Le journaliste marocain Taoufik Bouachrine, incarcéré depuis 2018, subit des "mauvais traitements" de la part de l'administration pénitentiaire, a affirmé jeudi sa famille qui s'inquiète de la détérioration de son état de santé et appelle à "intervenir d'urgence" .
Maroc : un journaliste incarcéré se dit "victime de persécutions"
M. Bouachrine, 54 ans, fondateur et éditorialiste du quotidien Akhbar Al Yaoum , souffre de diabète et est la cible de "persécutions" et de "mauvais traitements infligés par l'établissement pénitentiaire à son encontre", a affirmé son épouse Asmae Moussaoui dans un message adressé à l'AFP.
En raison de complications liées à son diabète, il "souffre depuis trois ans de douleurs terribles dans son épaule (...) et le médecin traitant de la prison lui a conseillé de poursuivre les soins dans un hôpital situé à l'extérieur de la prison" , explique-t-elle.
L'établissement pénitentiaire a accepté qu'il poursuive ce traitement en dehors de la prison "mais à condition qu'il soit menotté et porte l'uniforme des criminels, ce qui a été refusé par le journaliste, y voyant une atteinte à sa dignité et à son humanité" , détaille Mme Moussaoui.
Dans un autre communiqué publié sur sa page Facebook, l'épouse du journaliste appelle "à intervenir d'urgence par tous les moyens possible pour lui porter secours" .
Sollicitée par l'AFP, l'administration pénitentiaire (DGAPR) n'a pas immédiatement réagi, mais dans une "mise au point" publiée le week-end dernier elle avait assuré que "le détenu T.B (...) bénéficie des soins de santé nécessaires aussi bien au sein de l'établissement pénitentiaire que dans les hôpitaux extérieurs" .
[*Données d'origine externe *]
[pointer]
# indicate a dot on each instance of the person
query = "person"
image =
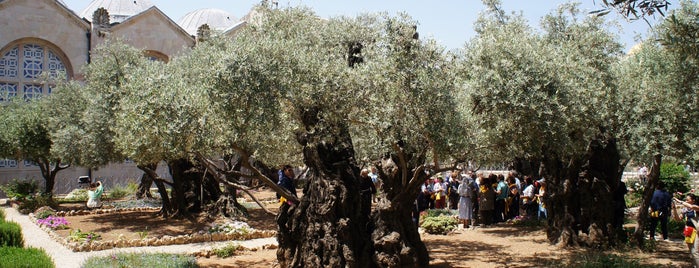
(374, 174)
(486, 200)
(527, 197)
(366, 191)
(467, 193)
(94, 193)
(428, 192)
(689, 210)
(500, 199)
(660, 210)
(619, 205)
(453, 189)
(643, 173)
(512, 198)
(540, 196)
(286, 181)
(439, 193)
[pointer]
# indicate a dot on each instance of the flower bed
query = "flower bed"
(215, 233)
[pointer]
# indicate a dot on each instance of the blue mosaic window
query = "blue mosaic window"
(55, 66)
(8, 163)
(21, 67)
(8, 63)
(7, 91)
(32, 91)
(33, 60)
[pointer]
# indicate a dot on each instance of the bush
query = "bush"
(20, 189)
(227, 251)
(120, 191)
(44, 212)
(141, 260)
(10, 235)
(76, 195)
(441, 224)
(675, 177)
(24, 257)
(32, 203)
(595, 259)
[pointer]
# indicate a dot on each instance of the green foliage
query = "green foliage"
(34, 202)
(20, 189)
(597, 259)
(84, 237)
(141, 260)
(441, 224)
(674, 176)
(227, 250)
(11, 235)
(121, 191)
(44, 212)
(76, 195)
(14, 257)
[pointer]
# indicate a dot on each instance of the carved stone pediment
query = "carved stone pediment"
(101, 17)
(203, 32)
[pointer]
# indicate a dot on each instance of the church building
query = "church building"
(46, 36)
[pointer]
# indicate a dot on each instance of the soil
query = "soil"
(499, 246)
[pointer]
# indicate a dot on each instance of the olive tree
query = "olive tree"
(547, 99)
(25, 134)
(660, 81)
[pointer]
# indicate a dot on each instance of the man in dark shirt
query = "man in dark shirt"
(660, 203)
(286, 179)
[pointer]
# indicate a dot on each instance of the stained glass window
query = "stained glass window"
(32, 91)
(7, 91)
(8, 63)
(21, 66)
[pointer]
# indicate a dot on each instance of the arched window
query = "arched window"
(22, 65)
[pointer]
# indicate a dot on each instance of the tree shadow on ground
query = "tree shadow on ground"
(446, 252)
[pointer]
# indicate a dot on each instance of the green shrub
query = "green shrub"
(441, 224)
(20, 189)
(44, 212)
(11, 235)
(121, 191)
(227, 250)
(596, 259)
(76, 195)
(675, 177)
(24, 257)
(32, 203)
(141, 260)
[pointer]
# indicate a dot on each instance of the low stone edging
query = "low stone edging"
(161, 241)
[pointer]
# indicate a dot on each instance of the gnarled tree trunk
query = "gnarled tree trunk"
(325, 228)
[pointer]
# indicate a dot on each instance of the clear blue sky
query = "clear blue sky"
(448, 21)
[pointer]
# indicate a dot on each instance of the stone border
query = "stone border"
(161, 241)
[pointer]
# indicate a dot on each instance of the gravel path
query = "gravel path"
(65, 258)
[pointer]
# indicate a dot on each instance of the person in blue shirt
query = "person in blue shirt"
(286, 179)
(660, 210)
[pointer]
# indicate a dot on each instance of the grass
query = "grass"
(142, 260)
(24, 257)
(228, 250)
(597, 259)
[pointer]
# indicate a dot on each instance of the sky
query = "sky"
(450, 22)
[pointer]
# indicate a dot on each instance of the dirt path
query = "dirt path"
(500, 246)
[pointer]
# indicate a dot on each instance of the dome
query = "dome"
(119, 10)
(216, 19)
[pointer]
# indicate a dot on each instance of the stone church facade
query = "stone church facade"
(46, 36)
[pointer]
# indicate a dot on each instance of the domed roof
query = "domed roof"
(216, 19)
(119, 10)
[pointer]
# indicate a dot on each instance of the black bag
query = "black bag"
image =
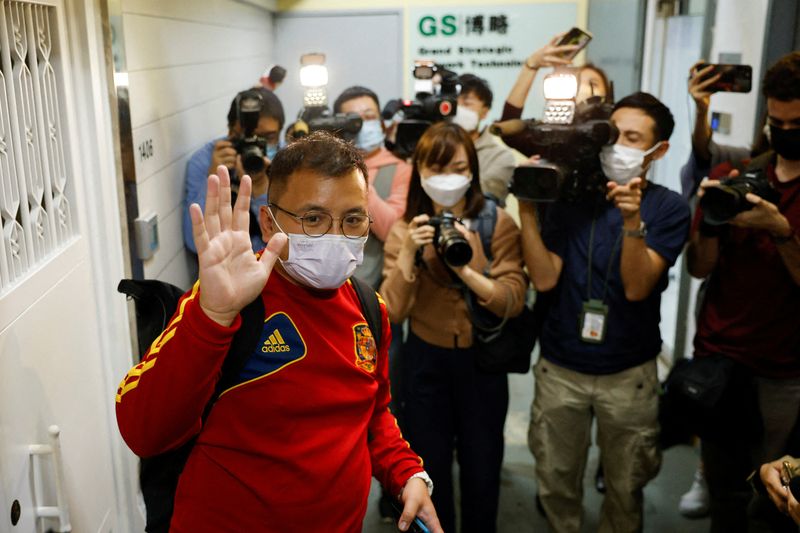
(712, 397)
(504, 345)
(156, 302)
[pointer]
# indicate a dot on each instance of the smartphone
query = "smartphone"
(417, 526)
(575, 36)
(733, 78)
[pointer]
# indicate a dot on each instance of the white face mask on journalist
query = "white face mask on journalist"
(622, 163)
(324, 262)
(446, 189)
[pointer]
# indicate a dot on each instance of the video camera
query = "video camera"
(248, 145)
(721, 204)
(316, 115)
(569, 138)
(451, 246)
(436, 91)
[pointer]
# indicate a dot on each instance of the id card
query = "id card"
(593, 321)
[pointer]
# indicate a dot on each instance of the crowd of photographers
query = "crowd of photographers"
(596, 240)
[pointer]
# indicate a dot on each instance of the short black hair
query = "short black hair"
(277, 74)
(470, 83)
(782, 81)
(655, 109)
(320, 152)
(356, 91)
(271, 107)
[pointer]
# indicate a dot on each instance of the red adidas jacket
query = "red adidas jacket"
(293, 446)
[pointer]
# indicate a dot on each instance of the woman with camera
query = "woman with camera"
(435, 259)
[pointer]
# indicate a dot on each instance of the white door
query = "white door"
(52, 368)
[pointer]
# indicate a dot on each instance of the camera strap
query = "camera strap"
(593, 321)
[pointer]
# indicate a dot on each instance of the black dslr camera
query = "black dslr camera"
(437, 91)
(249, 145)
(721, 204)
(345, 125)
(569, 138)
(451, 246)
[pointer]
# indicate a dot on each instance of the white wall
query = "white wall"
(739, 27)
(185, 61)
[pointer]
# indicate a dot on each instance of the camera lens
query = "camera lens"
(451, 245)
(720, 204)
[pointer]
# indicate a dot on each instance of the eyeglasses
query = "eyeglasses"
(319, 223)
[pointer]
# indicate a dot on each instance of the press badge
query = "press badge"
(593, 321)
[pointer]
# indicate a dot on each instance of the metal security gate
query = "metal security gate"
(34, 208)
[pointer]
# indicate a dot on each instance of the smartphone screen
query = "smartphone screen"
(578, 37)
(733, 78)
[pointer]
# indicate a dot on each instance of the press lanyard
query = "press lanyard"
(610, 261)
(593, 319)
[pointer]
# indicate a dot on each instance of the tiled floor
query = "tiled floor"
(517, 508)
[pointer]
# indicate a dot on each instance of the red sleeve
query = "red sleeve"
(160, 401)
(386, 212)
(393, 461)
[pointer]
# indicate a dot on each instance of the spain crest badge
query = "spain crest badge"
(366, 350)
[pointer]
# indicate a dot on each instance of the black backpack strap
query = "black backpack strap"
(368, 299)
(485, 223)
(242, 347)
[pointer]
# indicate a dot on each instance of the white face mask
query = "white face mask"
(466, 118)
(622, 163)
(370, 136)
(446, 189)
(324, 262)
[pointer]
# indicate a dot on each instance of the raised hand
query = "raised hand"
(231, 276)
(627, 198)
(551, 54)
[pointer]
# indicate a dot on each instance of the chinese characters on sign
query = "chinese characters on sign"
(491, 42)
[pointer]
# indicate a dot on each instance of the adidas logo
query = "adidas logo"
(275, 343)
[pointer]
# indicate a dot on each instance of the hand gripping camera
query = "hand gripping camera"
(248, 145)
(449, 243)
(569, 138)
(721, 204)
(436, 99)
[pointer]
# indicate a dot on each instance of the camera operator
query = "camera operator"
(449, 404)
(388, 177)
(497, 162)
(749, 314)
(606, 259)
(222, 151)
(707, 154)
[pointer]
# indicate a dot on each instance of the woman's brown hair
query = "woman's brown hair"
(437, 147)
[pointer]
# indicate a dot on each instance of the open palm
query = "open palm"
(231, 275)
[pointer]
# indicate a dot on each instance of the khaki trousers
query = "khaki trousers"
(625, 405)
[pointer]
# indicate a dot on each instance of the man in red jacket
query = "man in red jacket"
(293, 445)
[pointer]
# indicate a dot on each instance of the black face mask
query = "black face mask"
(786, 143)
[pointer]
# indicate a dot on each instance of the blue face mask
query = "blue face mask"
(370, 136)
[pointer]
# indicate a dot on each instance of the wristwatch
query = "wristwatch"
(639, 233)
(426, 478)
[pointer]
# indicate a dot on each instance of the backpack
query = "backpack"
(155, 302)
(505, 344)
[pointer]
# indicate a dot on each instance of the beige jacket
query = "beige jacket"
(425, 294)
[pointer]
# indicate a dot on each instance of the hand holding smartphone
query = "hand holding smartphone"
(575, 37)
(732, 78)
(417, 526)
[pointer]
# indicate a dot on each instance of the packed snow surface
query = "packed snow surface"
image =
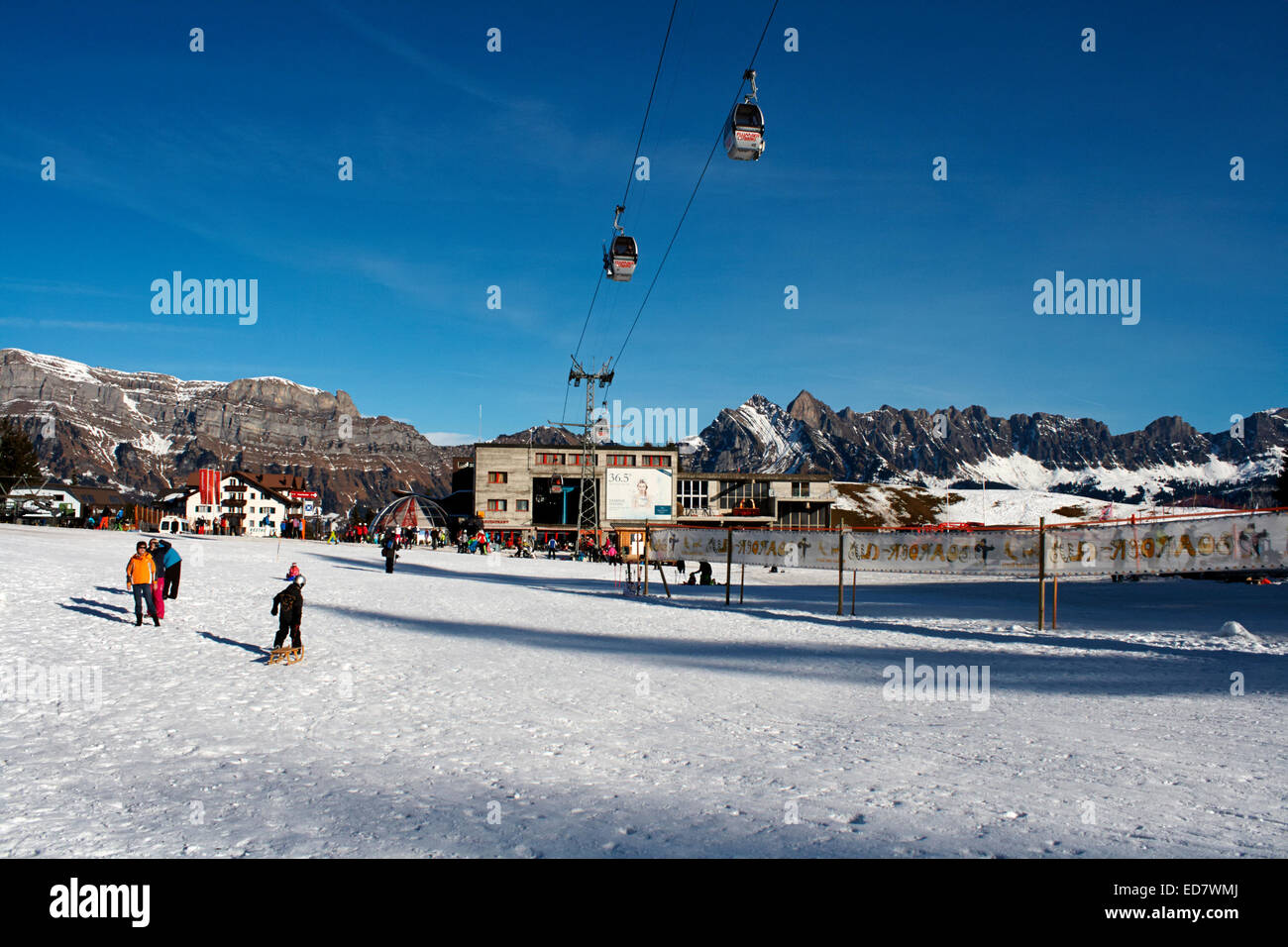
(473, 705)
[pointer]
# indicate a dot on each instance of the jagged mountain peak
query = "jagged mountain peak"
(1025, 450)
(145, 432)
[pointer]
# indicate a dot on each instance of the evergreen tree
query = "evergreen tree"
(18, 457)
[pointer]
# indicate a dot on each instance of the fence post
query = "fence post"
(840, 570)
(1041, 573)
(728, 565)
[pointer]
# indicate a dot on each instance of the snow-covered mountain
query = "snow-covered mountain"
(1050, 453)
(143, 431)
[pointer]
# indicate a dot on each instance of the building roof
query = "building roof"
(275, 484)
(566, 447)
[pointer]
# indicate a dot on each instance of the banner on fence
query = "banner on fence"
(1201, 544)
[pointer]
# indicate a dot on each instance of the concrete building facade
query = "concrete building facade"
(533, 489)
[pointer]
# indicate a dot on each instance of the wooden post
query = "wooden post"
(1041, 573)
(728, 564)
(840, 570)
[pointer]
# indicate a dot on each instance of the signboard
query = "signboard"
(1196, 544)
(638, 493)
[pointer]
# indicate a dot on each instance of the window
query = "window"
(733, 491)
(811, 514)
(692, 495)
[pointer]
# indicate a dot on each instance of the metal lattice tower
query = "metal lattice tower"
(588, 506)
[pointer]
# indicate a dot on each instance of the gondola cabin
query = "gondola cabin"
(619, 260)
(745, 133)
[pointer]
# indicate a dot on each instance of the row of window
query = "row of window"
(690, 492)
Taoufik Bouachrine a été condamné à 15 ans de prison pour "viol" , "traite des êtres humains" et "agressions sexuelles" à l'encontre de plusieurs femmes. Il a nié ces accusations.
Face aux critiques, les autorités marocaines répondent que M. Bouachrine a été jugé dans le cadre d'une affaire de droit commun qui n'a aucun lien avec sa liberté d'expression , en mettant en avant "l'indépendance de la justice" .
L'ONG Amnesty International a récemment accusé l'administration pénitentiaire de "priver du droit de lire et d'écrire" des défenseurs des droits humains et des journalistes emprisonnés, dont M. Bouachrine, Omar Radi et Soulaimane Raissouni . Des accusations récusées par l'administration pénitentiaire.
Dans le dernier classement mondial de la liberté de la presse publié par Reporters sans frontières (RSF) pour l'année 2023, le Maroc a glissé à la 144e place (-9).
Une récente résolution du Parlement européen s'inquiétant de la dégradation de la liberté de la presse au Maroc a déclenché les foudres de la classe politique et des médias marocains.
La justice marocaine a par ailleurs rejeté jeudi le pourvoi en cassation de l'opposant Mohamed Ziane , ex-ministre des droits de l'Homme, selon son avocat.
Avocat célèbre, ayant notamment défendu Taoufik Bouachrine, M. Ziane a été arrêté et incarcéré le 21 novembre dernier après avoir été condamné en appel à trois ans de prison ferme.
Agé de 80 ans, il était poursuivi, en vertu d'une plainte du ministère de l'Intérieur, pour 11 chefs d'accusation, dont "outrage à des fonctionnaires publics et à la justice" , "injure contre un corps constitué" , "diffamation" , "adultère" ou encore "harcèlement sexuel" .
L'ancien bâtonnier de Rabat, qui n'a pas ménagé ses critiques envers le pouvoir ces dernières années, affirme avoir été jugé "à cause de ses opinions" .
Dans un rapport publié en juillet 2022, l'ONG Human Rights Watch (HRW) a dénoncé au Maroc l'utilisation de procès pour des crimes de droit commun, en particulier sexuels, comme "techniques de répression" visant à faire taire des journalistes et des opposants.